NCLEX-PN
NCLEX-PN Quizlet 2023
1. One drug can alter the absorption of another drug. One drug increases intestinal motility. Which effect does this have on the second drug?
- A. None; absorption of the second drug is not affected.
- B. The increased gut motility decreases the absorption of the second drug.
- C. The absorption of the second drug cannot be predicted.
- D. Less of the second drug is absorbed.
Correct answer: D
Rationale: When one drug increases intestinal motility, it accelerates the movement of the second drug through the system. Since most oral medications are absorbed in the intestine, the faster transit time decreases the absorption of the second drug. Therefore, less of the second drug is absorbed. Choice A is incorrect because the increased gut motility does affect the absorption of the second drug. Choice C is incorrect as the effect of increased intestinal motility on drug absorption can be predicted based on pharmacokinetic principles. Choice B is incorrect as increased gut motility would not increase but decrease the absorption of the second drug.
2. Following a thyroidectomy, a client is complaining of shortness of breath (SOB) and neck pressure. Which nursing action is the best response?
- A. Stay with the client, remove the dressing, and elevate the head of bed.
- B. Call a code, open the trach set, and position the client supine.
- C. Have the client say "EEE"? to check for laryngeal integrity.
- D. Immediately go to the nurse's station and call the physician
Correct answer: A
Rationale: Correct! The client is displaying signs of respiratory distress after a thyroidectomy. By staying with the client, removing the dressing around the neck, and elevating the head of the bed, the nurse can assess the airway and breathing status more effectively. This immediate action can help alleviate any potential airway obstruction. Choice B is incorrect because calling a code and opening the trach set without initial assessment and basic interventions may delay necessary actions. Choice C is incorrect as having the client say "EEE"? is not as immediate or effective in addressing the respiratory distress. Choice D is incorrect as leaving the client alone and calling the physician without providing immediate assistance can be detrimental in a situation of potential airway compromise.
3. A healthcare professional is assessing a patient in the rehab unit during shift change. The patient has sustained a TBI 3 weeks ago.
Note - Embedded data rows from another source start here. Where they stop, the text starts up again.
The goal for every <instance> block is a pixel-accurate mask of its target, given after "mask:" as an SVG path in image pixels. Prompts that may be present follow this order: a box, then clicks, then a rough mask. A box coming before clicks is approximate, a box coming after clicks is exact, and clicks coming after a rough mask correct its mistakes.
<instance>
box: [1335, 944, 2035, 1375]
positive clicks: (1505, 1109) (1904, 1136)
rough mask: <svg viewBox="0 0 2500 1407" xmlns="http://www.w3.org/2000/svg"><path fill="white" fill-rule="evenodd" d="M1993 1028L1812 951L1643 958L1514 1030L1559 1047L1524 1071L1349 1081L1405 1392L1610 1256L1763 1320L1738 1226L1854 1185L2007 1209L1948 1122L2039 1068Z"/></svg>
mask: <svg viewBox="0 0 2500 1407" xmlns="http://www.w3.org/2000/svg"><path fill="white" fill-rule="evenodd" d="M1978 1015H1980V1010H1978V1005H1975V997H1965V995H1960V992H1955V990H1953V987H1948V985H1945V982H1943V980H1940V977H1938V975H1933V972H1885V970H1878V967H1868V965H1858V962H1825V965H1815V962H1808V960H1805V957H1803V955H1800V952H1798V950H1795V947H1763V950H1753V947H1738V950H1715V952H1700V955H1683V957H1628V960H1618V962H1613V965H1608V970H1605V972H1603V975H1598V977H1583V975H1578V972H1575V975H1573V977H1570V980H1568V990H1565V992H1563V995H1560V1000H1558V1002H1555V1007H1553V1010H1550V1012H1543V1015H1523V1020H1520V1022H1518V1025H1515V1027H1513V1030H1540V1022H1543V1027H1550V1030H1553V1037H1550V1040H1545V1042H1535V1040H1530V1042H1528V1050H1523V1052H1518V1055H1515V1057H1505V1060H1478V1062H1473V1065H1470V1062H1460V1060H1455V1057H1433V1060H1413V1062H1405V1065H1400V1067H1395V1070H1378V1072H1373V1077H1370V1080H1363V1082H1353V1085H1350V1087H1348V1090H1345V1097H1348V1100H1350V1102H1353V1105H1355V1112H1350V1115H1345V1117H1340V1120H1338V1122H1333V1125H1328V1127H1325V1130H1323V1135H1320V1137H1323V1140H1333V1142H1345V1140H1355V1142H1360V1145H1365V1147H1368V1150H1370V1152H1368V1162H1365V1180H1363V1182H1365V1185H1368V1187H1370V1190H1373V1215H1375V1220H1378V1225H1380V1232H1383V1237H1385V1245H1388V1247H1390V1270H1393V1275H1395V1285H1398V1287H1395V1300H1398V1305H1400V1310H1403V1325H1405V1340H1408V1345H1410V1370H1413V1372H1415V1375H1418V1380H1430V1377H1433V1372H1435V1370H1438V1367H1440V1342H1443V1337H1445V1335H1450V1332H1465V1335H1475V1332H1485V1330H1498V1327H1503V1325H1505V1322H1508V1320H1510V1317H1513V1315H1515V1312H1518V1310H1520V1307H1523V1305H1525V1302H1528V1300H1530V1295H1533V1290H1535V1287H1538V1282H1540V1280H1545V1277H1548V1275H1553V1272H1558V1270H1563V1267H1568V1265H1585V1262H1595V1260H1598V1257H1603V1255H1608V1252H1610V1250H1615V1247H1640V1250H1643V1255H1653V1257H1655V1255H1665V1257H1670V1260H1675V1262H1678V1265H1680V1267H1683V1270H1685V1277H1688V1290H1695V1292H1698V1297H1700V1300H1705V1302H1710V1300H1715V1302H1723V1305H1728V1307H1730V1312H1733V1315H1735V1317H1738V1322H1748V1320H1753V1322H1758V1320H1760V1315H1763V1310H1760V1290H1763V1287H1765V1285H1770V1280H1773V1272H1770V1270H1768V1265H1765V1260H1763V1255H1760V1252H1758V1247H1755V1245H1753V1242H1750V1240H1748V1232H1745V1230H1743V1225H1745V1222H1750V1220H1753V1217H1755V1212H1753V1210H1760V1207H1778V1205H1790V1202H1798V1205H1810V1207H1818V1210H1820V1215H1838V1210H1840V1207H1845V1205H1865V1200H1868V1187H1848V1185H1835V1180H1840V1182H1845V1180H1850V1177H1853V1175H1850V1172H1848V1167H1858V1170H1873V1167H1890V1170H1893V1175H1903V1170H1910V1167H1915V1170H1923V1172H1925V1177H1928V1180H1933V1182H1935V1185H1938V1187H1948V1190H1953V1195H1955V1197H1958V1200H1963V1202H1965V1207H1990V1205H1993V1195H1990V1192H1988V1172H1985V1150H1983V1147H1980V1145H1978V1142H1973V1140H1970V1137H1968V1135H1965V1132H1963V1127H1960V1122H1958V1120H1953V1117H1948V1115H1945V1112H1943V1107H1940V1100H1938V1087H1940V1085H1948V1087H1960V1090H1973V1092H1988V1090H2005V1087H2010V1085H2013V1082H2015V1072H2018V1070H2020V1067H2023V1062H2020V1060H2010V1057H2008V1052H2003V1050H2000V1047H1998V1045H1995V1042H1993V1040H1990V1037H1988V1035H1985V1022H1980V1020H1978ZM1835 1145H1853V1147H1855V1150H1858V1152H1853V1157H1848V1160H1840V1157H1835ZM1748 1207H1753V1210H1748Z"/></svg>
Which of the following is the most distinguishing characteristic of a neurological disturbance?
- A. LOC (level of consciousness)
- B. Short-term memory
- C. Babinski sign
- D. Clonus sign
Correct answer: A
Rationale: Level of consciousness (LOC) is the most crucial indicator of impaired neurological function. Changes in LOC can signify various neurological conditions, including traumatic brain injury. Short-term memory, while important, is not the most distinguishing characteristic of neurological disturbances. Babinski and Clonus signs are specific neurological tests that can provide information about upper motor neuron lesions but are not as generalizable as changes in LOC for assessing overall neurological status.
4. A 32-year-old male with a complaint of dizziness has an order for Morphine via IV. What should the nurse do first?
- A. Check the patient's chest x-ray results.
- B. Retake vitals including blood pressure.
- C. Perform a neurological screening on the patient.
- D. Request the physician on-call to assess the patient.
Correct answer: B
Rationale: The correct first action for the nurse to take in this situation is to retake the patient's vitals, including blood pressure. Dizziness can be a sign of hypotension, which may be a contraindication for administering Morphine. Checking the chest x-ray results (Choice A) would not be the priority in this case as addressing the dizziness is more urgent. Performing a neurological screening (Choice C) may be important but not the first step when a patient presents with dizziness and an order for Morphine. Requesting the physician to assess the patient (Choice D) should come after the initial assessment and vitals retake.
5. A client returns to the nursing unit post-thoracotomy with two chest tubes in place connected to a drainage device. The client's spouse asks the nurse about the reason for having two chest tubes. The nurse's response is based on the knowledge that the upper chest tube is placed to:
- A. Remove air from the pleural space
- B. Create access for irrigating the chest cavity
- C. Evacuate secretions from the bronchioles and alveoli
- D. Drain blood and fluid from the pleural space
Correct answer: A
Rationale: The correct answer is 'Remove air from the pleural space.' When a client has two chest tubes in place post-thoracotomy, the upper chest tube is typically positioned to remove air from the pleural space. Air rises, so placing the tube at the top allows for efficient removal of air that has accumulated in the pleural cavity. Choice B, creating access for irrigating the chest cavity, is incorrect as chest tubes are not primarily used for irrigation. Choice C, evacuating secretions from the bronchioles and alveoli, is incorrect as chest tubes are not designed for this purpose. Choice D, draining blood and fluid from the pleural space, is also incorrect as the upper chest tube in this scenario is specifically for removing air, not blood or fluid.